Дома я застал только Леночку. Она побежала за матерью на завод, а я пока огляделся. Шесть метров. Комнатка проходная, чувствуется, что сырая. Из дверей дует. Представляю себе, как здесь зимой. Наверное, промерзают стены, и каждый раз, когда открывается дверь из сеней, мороз врывается в комнату. Мебели почти нет, но в комнате тесно. Топчан, на котором, видимо, спят вдвоем Роза и Лена, маленький столик, две табуретки и тумбочка.

Пришла Роза. На улице я бы ее, наверное, не узнал: так она похудела и побледнела. Обе были худенькие и легкие, как перышко.

Я вытащил из вещевого мешка тушенку, хлеб, сахар, рис и чай. Наибольшее впечатление на Розу произвел чай, который, по ее словам, ценился в Оренбурге еще выше, чем в Туркмении. Она тут же пересчитала и спрятала пачки и сказала, что это будет фонд для подкармливания Леночки (у девочки был туберкулез желез). Банку тушенки мы тут же открыли, и из нее и привезенного мной риса Роза сварила суп. Пир по поводу моего приезда был знатный: давно им не приходилось так сытно есть.

Пока варился суп и накрывался стол, пока мы ели, жена и дочь рассказали мне о своей жизни.

Роза работала на эвакуированном из Москвы заводе сверл цеховым экономистом. Работа, как и все на заводе, по 12, а случалось и по 18 часов, не выходя из цеха. Цех не отапливался, а оренбургские морозы известны. Питалась в заводской столовой, которая обкрадывала рабочих, так как, хотя на довольствие каждого выдавалось по 2,6 килограмма мяса, - никто этого мяса не видел и не ощущал. Вместо супа они получали, в сущности, горячую воду, в которой плавало несколько крупинок.

Единственным надежным продуктом питания был хлеб — смесь ржи, овса и гороха. От пайки в 600 граммов Роза сразу отрезала граммов двести для обмена на необходимое Лене молоко.

Но были лишения не только материальные. Так Лена чуть ли не на второй день после моего приезда попросила меня, чтобы я записал ее в библиотеку Дома офицеров. Дом этот расположен в центре города, довольно далеко от района, где жила моя семья. Я удивился: неужели нет библиотеки поближе? Оказывается, есть, но плохая.
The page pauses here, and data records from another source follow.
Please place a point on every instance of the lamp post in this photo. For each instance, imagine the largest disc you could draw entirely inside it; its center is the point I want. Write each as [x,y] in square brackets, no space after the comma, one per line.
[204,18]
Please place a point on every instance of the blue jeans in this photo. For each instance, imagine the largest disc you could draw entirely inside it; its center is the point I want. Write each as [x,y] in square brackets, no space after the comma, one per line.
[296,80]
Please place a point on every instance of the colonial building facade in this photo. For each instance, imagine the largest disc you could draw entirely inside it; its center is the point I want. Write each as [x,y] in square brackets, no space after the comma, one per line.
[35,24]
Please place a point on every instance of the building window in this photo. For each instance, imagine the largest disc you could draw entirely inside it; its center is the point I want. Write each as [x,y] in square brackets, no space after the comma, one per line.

Конечно, мы пошли с Леной в Дом офицеров, и по моему удостоверению ее записали в библиотеку. Но как в этом мелком факте отражалось проявлявшееся уже тогда во всем деление людей на привилегированных и не привилегированных. Во времена моей молодости существовали не Дома офицеров, а Дома Красной армии, в которых и командиры, и красноармейцы брали книги из одной библиотеки, вместе играли в шахматы или участвовали в кружках самодеятельности.

Сталкивались они и с вещами похуже, например, с очень развитым среди оренбургских казаков антисемитизмом. Роза рассказывала, что по утрам, когда она шла на работу, соседские подростки, ребята лет 145 забавлялись тем, что кричали ей вслед:

— Сарочка, хочешь курочку?

Она, разумеется, не отвечала. Но, наконец, это ей надоело, и однажды она, внезапно повернувшись к маленькому хулигану, сказала:

 

- 222 -

— Хочу. А ты разве курочку не хочешь?

— Нет, - сказал он твердо.

— Ну, тогда ешь говно!

— Как, почему говно? - растерянно пробормотал он, но уже больше не приставал.
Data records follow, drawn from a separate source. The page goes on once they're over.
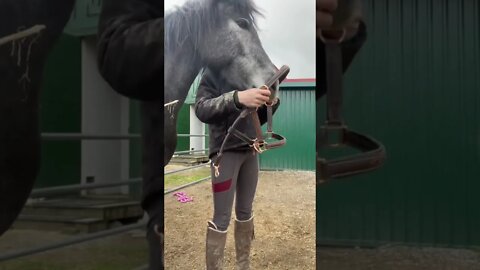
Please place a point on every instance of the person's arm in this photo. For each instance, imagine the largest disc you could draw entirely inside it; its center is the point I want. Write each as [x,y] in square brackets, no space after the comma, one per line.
[349,49]
[211,106]
[130,47]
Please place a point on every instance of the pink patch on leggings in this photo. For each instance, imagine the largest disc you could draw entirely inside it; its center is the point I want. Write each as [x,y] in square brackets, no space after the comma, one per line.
[222,186]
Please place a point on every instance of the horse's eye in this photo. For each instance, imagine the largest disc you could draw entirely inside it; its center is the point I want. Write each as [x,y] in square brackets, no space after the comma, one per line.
[243,23]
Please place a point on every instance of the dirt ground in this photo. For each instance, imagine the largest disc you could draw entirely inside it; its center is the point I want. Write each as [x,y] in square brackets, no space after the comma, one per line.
[284,210]
[397,258]
[125,251]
В Лену мальчишки кидали камнями и однажды даже разбили ей голову. Только мой приезд избавил ее от этих преследований: видимо, наличие отца-офицера внушило мальчишкам уважение.

Уезжая из Оренбурга, я мечтал только об одном: послать моей семье побольше чая. Несколько раз мне это удавалось, и какое-то время это помогало Розе и Лене более или менее сносно питаться. А когда эта возможность отпала, их снова настиг голод.

В середине 1944 года меня назначили помощником начальника адмхозчасти дивизии. Практически дивизия наша, уже давно сформированная, в военных действиях не участвовала. Фронт отодвинулся далеко, и наши воинские части несли гарнизонную службу: командир дивизии, полковник Хубулури был одновременно начальником Кутаисского гарнизона. Узнав от кого-то, что моя семья бедствует в эвакуации, он вызвал меня и посоветовал взять семью в Кутаиси, обещав через квартирную часть гарнизона помочь устроиться с жильем. Мне выдали пропуск и литер на жену и дочь, я выслал им документы и стал ждать.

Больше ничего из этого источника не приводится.